Dans cet essai, il est question de didactique des langues secondes (L2), c'est-à-dire des méthodes d'enseignement qui facilitent l'acquisition d'une langue seconde. Nous nous intéressons particulièrement à la didactique des L2 chez les adultes et le thème principal est le rôle de la pratique dans la salle de classe. La question de recherche est la suivante : Quel type de pratique de classe favorise le plus l'apprentissage d'une langue seconde ?

La pratique de classe

La pratique de classe est un concept que l'on relie généralement avec la méthodologie traditionnelle de l'enseignement des L2. Cette méthodologie traditionnelle comprend deux grandes divisions : la présentation des structures morpho-syntaxiques et la pratique de ces structures (Ellis, 1992). Dans une classe de L2 utilisant une méthodologie traditionnelle, le professeur accomplit principalement deux choses : il enseigne d'abord la grammaire et ensuite il fait pratiquer les structures enseignées. Dans ce cadre de référence, la pratique de classe est définie comme une activité organisée par l'enseignant ayant comme finalité l'intégration de structures linguistiques pré-déterminées dans le système en développement de l'apprenant.

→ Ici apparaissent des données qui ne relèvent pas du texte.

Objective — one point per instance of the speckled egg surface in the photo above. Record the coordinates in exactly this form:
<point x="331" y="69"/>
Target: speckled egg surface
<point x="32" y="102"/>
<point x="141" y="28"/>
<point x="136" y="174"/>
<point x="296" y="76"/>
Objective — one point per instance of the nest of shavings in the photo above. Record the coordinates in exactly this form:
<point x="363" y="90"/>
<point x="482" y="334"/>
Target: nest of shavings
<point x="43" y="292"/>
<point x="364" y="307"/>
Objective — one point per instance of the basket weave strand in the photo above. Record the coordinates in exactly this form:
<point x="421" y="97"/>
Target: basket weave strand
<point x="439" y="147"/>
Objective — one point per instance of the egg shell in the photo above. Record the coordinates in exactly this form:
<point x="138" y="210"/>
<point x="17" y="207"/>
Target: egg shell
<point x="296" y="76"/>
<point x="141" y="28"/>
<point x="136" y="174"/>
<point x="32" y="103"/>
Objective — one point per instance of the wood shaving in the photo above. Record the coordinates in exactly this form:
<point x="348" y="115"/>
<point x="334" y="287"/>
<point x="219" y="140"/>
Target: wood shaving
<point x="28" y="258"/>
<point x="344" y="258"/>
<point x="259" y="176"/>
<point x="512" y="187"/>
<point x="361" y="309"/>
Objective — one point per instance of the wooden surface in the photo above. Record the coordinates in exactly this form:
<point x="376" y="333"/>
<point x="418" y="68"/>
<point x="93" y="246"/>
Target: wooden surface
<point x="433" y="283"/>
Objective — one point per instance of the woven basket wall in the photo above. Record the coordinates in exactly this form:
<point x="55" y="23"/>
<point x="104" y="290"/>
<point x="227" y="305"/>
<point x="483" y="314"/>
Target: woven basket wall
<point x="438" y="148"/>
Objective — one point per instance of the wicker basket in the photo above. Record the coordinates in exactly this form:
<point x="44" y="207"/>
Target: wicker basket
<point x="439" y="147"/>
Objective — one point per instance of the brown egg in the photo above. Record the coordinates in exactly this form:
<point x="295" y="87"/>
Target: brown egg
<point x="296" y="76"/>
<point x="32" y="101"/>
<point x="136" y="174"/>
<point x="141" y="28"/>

Toutefois, ce n'est pas de cette façon que nous définirons la pratique de classe dans cet essai; nous lui donnerons une signification plus large. La pratique de classe sera considérée comme un synonyme de l'utilisation de la langue cible. Dès qu'un apprenant utilise la langue cible, il effectue donc automatiquement une pratique. À l'intérieur d'une salle de classe, il existe plusieurs types de pratique : la pratique peut être une activité contrôlée, semi-contrôlée ou libre; elle peut consister en n'importe quelle habileté langagière : c'est-à-dire, en compréhension orale ou écrite, ou en expression orale ou écrite. Même une activité centrée sur le code linguistique, comme les explications du professeur, peut être considérée comme une pratique de classe, si celles-ci sont données dans la langue cible. En fait, toutes sortes d'utilisation de la langue dans une classe de L2 peuvent être considérées comme de la pratique. En élargissant la définition de la pratique de classe de cette façon, nous faisons en sorte que la finalité de la pratique de classe n'est plus uniquement l'acquisition d'une structure linguistique pré-déterminée par le professeur; elle peut consister également en une activité sans aucun objectif linguistique pré-déterminé. En plus de prendre la forme d'une performance dans laquelle l'apprenant doit comprendre ou produire une structure cible quelconque, elle peut maintenant consister, selon la nouvelle définition, en une performance orientée uniquement vers la communication. DeKeyser (1998) traduit bien ce qu'est la pratique de classe dans un sens plus large en la considérant comme une performance langagière dans laquelle un apprenant s'engage pour s'améliorer dans l'utilisation de la langue cible.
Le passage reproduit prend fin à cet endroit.